Et puis, il y a que c’est compliqué de grandir à l’ombre d’idoles auxquelles on doit beaucoup. Prosaïquement, Delpech balaie : «Avec les équipages d’Emmanuel et Stéphane Christidis et de Mathieu Frei et Yann Rocherieux, on forme un très bon groupe basé à Marseille, avec une très bonne entente. On se connaît très bien et, en plus de l’amitié, on a beaucoup de respect les uns pour les autres.»

«Manu et Stéphane sont très réguliers, dans tous les compartiments de jeu, juge le barreur. Mathieu et Yann sont très très rapides au-dessus de 12 nœuds.
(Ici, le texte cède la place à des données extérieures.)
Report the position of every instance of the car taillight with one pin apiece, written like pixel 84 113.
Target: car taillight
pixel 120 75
Notre force, à nous, c’est les plans d’eau irréguliers et tactiques, et lorsque les conditions varient au cours de la semaine car cela nous permet de jouer sur notre polyvalence.»

Le Mondial 2013, qui se disputera du 21 au 29 septembre prochains à Marseille, sera un bon test pour se jauger, surtout qu’il sera la première épreuve de la saison disputée par Manu et Steph – «Même si je ne me fais pas trop d’illusions sur le fait qu’ils seront au point», glisse D’Ortoli. Leur objectif est de terminer dans les 8. Modestes ? Prudents. Ils sont toujours en train de bosser sur leur mât et les voiles, donc «je ne suis pas encore sûr à 100% que je vais aller très vite.»

Mais c’est vrai qu’il est à peu près certain que les trois équipages vont marcher à Marseille. C’est après que le travail fera la différence, d’abord pour devenir le meilleur équipage français, ensuite pour devenir le meilleur équipage mondial. Et Delpech de conclure sobrement : «On bosse beaucoup.»